The local authorities were never happier than when I was employed and Dave was banged up. It meant that not only was there no official unemployment in the area, but there was no crime either.

  I gazed once more at the piece of paper. Telecommunications engineer. What was that all about? How dull was that? What could you do? There wasn’t much to telephones. You spoke in one end, words went down wires and came out the other. If the wires got broken you joined them up again. Fascinating? Challenging? I didn’t think so.

  I won’t go, I told myself. I’ll make some excuse. I’ll be sick.

  A shadow fell across the piece of paper. I looked up to see Harry peering in through the window. Harry was now employed by the dole office to escort unenthusiastic would-be employees to interviews at their new definitely-soon-to-be places of employment.

  One of the reasons that there was full employment in those days was that by law companies were obliged to employ the first person who arrived for an interview when a vacancy came up.

  Actually it was a blinder of a system. How many times have you seen some big rich blaggard on TV who was the head of some huge multinational consortium, wining and dining it, living high off the hog, burning the candle at both ends and indulging in numerous other clichés, and said to yourself, ‘I could do that job!’? But you know that you’d never get the opportunity to do so.
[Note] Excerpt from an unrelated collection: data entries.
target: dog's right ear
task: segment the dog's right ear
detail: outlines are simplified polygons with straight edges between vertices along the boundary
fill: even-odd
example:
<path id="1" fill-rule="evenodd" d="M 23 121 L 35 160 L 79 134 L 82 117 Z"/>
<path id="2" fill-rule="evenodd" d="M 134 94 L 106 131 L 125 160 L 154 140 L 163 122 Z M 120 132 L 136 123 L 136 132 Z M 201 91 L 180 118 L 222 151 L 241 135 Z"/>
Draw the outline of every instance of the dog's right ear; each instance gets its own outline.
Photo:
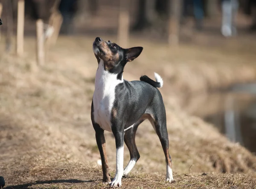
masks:
<path id="1" fill-rule="evenodd" d="M 143 47 L 132 47 L 125 49 L 126 62 L 131 62 L 137 58 L 142 52 Z"/>

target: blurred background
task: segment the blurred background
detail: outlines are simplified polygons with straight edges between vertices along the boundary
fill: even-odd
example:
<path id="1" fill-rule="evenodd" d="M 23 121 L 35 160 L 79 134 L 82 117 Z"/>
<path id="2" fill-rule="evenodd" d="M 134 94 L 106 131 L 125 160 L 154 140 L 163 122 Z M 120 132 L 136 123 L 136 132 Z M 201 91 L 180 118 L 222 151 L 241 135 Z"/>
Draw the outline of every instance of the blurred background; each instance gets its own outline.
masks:
<path id="1" fill-rule="evenodd" d="M 201 118 L 256 152 L 256 0 L 25 0 L 24 14 L 23 4 L 18 11 L 20 1 L 0 0 L 1 71 L 15 70 L 12 73 L 18 76 L 27 70 L 35 74 L 33 79 L 44 73 L 47 76 L 42 76 L 45 80 L 37 86 L 41 90 L 35 95 L 38 98 L 53 82 L 51 77 L 61 77 L 59 73 L 65 79 L 58 77 L 59 84 L 56 82 L 49 91 L 65 94 L 67 91 L 57 86 L 70 81 L 72 87 L 85 87 L 76 83 L 79 73 L 86 87 L 91 83 L 86 92 L 79 92 L 92 96 L 97 64 L 91 47 L 96 37 L 124 48 L 142 46 L 143 52 L 126 66 L 125 78 L 152 77 L 156 71 L 165 82 L 160 90 L 168 111 L 179 109 Z M 17 31 L 19 19 L 21 29 Z M 17 79 L 23 81 L 20 76 Z M 71 119 L 78 116 L 70 113 Z"/>

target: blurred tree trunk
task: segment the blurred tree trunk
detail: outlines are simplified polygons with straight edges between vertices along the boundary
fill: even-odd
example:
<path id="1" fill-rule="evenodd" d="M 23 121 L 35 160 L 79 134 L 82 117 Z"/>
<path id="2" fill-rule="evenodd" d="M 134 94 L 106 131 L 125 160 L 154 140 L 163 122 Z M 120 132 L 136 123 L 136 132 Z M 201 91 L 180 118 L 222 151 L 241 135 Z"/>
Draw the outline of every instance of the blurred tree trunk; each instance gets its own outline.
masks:
<path id="1" fill-rule="evenodd" d="M 12 37 L 13 31 L 13 17 L 12 11 L 12 1 L 6 0 L 4 1 L 3 10 L 5 10 L 6 15 L 6 50 L 9 52 L 12 45 Z"/>

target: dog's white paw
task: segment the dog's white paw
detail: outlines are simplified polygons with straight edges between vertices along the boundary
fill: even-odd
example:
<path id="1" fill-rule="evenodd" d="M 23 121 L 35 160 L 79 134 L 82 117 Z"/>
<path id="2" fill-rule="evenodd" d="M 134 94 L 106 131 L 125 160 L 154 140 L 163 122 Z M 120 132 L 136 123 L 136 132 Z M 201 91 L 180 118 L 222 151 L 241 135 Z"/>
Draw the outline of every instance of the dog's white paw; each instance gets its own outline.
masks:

Because it’s always ‘jobs for the boys’ or the Masonic handshake, or nepotism, or some such thing.

  Well, back in the early nineteen seventies it wasn’t like that. If a job as a managing director came up, folk who fancied being a managing director would rush along and apply for it and the first in the queue would get it. You don’t believe me, I can tell. But ask yourself this: what has Richard Branson got that you haven’t got? A beard, a toothy smile and a jumper? And that’s it, right? Richard Branson answered an ad in the early 1970s: ‘Young man wanted to run soon-to-be multi-million-pound business empire’. He won’t own up to it now, of course. He’ll tell you he worked his way up from nothing.

  But then, he would, wouldn’t he?

  No, in truth, that’s the way the seventies did business. It was a seventies tradition, or a new charter, or something.

  And it worked.

  It did.

  It really did.

  And I’d been offered the job of telecommunications engineer. Not ‘Young man wanted to start off multimillion-dollar computer industry. Name of Bill would be a benefit.’ Some other specky twonk got that one. I got telecommunications engineer. I didn’t want to. But I did.

  ‘Up and at it,’ called Harry through the now open window. All now open because he’d put his big elbow through it.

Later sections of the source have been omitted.